Crazy colleague's child taking over the office an inch at a time

(61 Posts)
Welshtinsel Tue 11-Dec-12 12:14:24

Since my work colleague returned from maternity leave she has tried to turn the office in to some kind of shrine to her child.

If she is not talking about her DD then she is showing someone a picture of her DD. Every conversation devolves into one involving her spawn. Rather than working she'll sit around discussing how 'cute' her DD is. Just last week she used up all of the color ink in the print printing a picture of her DD. Any current event always strikes a cord with whatever crap her DD did last night.

AIBU to say that no one gives a shit about her kid and she should just shut up and do her job?

Chanatan Tue 11-Dec-12 12:20:36

yabnu for refering to her child as spawn.

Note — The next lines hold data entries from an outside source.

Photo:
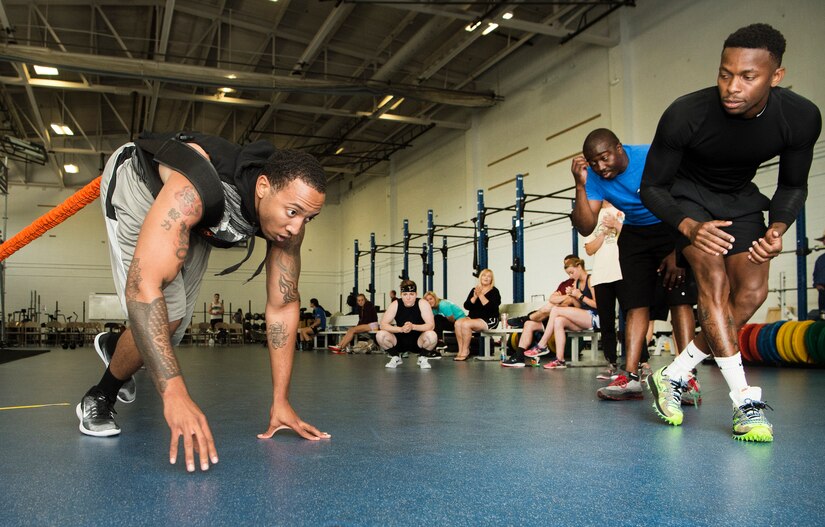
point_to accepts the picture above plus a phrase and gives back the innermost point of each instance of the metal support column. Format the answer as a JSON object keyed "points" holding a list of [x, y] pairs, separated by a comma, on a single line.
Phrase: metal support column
{"points": [[518, 246], [801, 267], [355, 273], [481, 229], [405, 272], [373, 248], [428, 286], [444, 266]]}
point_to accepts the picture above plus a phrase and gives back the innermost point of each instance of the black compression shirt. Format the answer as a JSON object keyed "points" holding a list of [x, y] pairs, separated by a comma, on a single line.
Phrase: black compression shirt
{"points": [[701, 152]]}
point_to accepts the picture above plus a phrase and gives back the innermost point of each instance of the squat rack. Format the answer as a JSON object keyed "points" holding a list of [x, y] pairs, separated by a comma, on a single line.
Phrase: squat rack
{"points": [[480, 239]]}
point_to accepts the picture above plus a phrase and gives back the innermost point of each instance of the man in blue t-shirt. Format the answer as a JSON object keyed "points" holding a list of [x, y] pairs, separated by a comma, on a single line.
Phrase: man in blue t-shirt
{"points": [[611, 171]]}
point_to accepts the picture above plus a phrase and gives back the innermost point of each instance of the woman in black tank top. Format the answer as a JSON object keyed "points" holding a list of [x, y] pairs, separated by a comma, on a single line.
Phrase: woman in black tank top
{"points": [[482, 312], [562, 319]]}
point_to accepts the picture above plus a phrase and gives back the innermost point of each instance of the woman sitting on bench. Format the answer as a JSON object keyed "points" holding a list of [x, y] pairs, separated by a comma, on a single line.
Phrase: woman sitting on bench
{"points": [[367, 321], [482, 312], [569, 318]]}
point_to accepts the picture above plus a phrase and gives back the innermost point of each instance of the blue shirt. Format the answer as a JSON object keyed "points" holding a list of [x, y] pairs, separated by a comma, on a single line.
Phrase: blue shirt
{"points": [[819, 270], [623, 190], [448, 309], [318, 312]]}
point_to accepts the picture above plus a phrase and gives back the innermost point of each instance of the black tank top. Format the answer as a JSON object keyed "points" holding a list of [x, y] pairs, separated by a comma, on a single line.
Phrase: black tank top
{"points": [[406, 314]]}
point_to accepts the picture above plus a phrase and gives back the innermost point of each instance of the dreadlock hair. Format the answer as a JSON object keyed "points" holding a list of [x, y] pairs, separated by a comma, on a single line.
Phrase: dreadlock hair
{"points": [[758, 36]]}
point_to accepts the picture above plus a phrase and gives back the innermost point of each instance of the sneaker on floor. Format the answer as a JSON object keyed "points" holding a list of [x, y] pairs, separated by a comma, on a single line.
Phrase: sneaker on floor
{"points": [[667, 396], [537, 351], [644, 372], [692, 393], [749, 421], [97, 414], [555, 365], [394, 362], [607, 374], [512, 362], [621, 389], [104, 346]]}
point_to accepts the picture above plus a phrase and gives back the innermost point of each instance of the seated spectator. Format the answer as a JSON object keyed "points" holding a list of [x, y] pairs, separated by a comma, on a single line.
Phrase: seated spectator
{"points": [[532, 323], [569, 318], [445, 314], [318, 324], [367, 321], [482, 306], [412, 330]]}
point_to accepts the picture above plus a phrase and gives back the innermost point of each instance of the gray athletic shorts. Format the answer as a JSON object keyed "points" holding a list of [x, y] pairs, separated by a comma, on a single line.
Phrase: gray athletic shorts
{"points": [[126, 201]]}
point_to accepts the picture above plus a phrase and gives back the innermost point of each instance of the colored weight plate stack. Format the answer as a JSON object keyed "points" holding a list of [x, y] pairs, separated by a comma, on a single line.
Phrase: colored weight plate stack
{"points": [[812, 342], [744, 343], [771, 341], [783, 342], [798, 342], [753, 337]]}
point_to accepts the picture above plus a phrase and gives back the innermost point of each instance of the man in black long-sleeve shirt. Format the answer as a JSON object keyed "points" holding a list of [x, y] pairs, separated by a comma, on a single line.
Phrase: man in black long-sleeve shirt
{"points": [[698, 178]]}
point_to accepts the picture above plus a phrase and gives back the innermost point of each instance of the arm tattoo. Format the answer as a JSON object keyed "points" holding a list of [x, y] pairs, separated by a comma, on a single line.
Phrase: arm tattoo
{"points": [[277, 333], [288, 263], [150, 327], [133, 280], [183, 242], [188, 200]]}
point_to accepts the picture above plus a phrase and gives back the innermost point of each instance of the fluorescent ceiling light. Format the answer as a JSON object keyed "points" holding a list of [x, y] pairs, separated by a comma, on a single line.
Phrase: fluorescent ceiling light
{"points": [[45, 70], [61, 129], [387, 99], [490, 28]]}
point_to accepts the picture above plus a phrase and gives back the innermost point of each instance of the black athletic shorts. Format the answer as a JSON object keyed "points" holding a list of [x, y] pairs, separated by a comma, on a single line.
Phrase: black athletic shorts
{"points": [[745, 229], [641, 250]]}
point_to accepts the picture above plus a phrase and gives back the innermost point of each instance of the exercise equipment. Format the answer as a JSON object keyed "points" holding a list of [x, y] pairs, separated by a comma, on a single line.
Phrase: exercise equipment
{"points": [[753, 337], [783, 344], [744, 345], [480, 239], [811, 340], [798, 342]]}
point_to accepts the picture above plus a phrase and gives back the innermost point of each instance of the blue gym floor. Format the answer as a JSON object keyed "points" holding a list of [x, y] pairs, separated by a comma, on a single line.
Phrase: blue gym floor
{"points": [[460, 444]]}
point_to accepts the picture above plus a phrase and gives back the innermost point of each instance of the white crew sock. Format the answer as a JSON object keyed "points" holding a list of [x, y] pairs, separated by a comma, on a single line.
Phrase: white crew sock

OnTheBottomWithAStringOfTinsel Tue 11-Dec-12 12:21:05

Noooo! you need to fight fire with fire!

Introduce your own gifted and talented DC's/nieces/nephews into conversation at any and all opportunity.

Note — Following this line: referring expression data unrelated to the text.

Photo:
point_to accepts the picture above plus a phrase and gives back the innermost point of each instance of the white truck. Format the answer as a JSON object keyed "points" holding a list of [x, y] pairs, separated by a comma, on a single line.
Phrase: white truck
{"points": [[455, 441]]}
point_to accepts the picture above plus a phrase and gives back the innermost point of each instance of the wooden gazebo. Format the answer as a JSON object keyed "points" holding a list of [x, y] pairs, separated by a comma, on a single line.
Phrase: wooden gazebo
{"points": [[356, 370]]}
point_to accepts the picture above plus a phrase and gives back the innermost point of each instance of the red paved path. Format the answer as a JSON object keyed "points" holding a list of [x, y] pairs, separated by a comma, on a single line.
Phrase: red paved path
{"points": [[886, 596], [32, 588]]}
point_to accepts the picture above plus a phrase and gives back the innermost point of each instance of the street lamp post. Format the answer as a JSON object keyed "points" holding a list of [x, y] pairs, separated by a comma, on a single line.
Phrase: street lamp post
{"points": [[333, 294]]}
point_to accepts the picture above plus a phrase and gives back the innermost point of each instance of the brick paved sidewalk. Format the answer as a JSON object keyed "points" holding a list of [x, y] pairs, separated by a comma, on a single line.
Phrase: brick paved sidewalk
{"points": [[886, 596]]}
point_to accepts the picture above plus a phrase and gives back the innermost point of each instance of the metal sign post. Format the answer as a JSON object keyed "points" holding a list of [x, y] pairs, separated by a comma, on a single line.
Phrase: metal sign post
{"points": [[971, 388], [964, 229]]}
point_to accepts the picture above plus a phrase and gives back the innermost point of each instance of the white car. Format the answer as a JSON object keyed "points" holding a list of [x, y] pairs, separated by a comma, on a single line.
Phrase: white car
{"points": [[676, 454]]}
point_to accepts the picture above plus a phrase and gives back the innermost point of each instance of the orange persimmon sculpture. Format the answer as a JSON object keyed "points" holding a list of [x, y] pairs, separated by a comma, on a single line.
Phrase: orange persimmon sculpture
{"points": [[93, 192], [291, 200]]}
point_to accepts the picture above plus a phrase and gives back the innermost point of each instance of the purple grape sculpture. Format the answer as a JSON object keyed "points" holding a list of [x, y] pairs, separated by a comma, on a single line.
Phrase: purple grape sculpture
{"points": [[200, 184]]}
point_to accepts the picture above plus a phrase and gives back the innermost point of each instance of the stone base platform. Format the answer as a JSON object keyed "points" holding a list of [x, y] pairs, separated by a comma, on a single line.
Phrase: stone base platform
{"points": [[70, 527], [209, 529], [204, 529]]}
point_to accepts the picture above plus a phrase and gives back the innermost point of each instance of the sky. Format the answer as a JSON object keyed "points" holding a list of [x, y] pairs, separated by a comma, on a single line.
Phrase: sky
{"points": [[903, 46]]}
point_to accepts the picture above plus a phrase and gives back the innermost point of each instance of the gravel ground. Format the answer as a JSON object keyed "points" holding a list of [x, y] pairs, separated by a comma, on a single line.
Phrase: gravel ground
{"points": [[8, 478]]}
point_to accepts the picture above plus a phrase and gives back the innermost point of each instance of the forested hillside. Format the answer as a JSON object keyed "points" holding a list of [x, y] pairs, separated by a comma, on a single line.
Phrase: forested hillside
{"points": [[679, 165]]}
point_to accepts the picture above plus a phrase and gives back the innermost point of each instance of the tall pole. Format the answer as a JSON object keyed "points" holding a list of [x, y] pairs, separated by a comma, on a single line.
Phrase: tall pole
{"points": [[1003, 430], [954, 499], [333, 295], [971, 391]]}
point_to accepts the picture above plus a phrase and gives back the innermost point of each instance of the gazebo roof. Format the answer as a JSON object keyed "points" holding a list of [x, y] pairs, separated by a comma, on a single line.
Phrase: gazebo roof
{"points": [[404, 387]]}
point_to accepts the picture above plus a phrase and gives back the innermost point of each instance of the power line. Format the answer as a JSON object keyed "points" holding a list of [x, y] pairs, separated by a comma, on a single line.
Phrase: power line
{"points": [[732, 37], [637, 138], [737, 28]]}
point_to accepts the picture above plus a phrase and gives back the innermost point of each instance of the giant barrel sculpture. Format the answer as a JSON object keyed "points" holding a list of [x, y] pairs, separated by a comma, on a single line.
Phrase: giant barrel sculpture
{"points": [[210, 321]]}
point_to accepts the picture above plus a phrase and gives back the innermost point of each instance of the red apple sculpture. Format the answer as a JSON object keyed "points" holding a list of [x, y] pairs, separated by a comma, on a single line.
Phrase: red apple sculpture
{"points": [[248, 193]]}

If you can get someone to play also, set points for delivery of outrageous claims with straight faces (i.e. "3 yr old Montgomery is getting bored with his Suzuki maths lessons as he is too advanced for them" "darling Flora corrected my spelling of digeridoo last night, and do you know what, she was right!")

Please don't be too obviously unkind though, I'm sure we all were a bit like this at some stage. She'll grow out of it when DD becomes a teenager and HATES her (like mine when I confiscated her mobile phone at the weekend - you'd have thought I cut off a limb)

The novelty will soon wear off I am sure.

YABU!

Psammead Tue 11-Dec-12 12:24:42

Aww. She's proud of her child. She should be doing her job and not using up company resources, but have a heart, OP!

HullyEastergully Tue 11-Dec-12 12:24:54

She probably misses her terribly

don't be an old cow

HECTheHallsWithRowsAndFolly Tue 11-Dec-12 12:26:32

Give her time. She's getting used to being back at work and probably feels hugely guilty. (no need for her to, but I know many people do)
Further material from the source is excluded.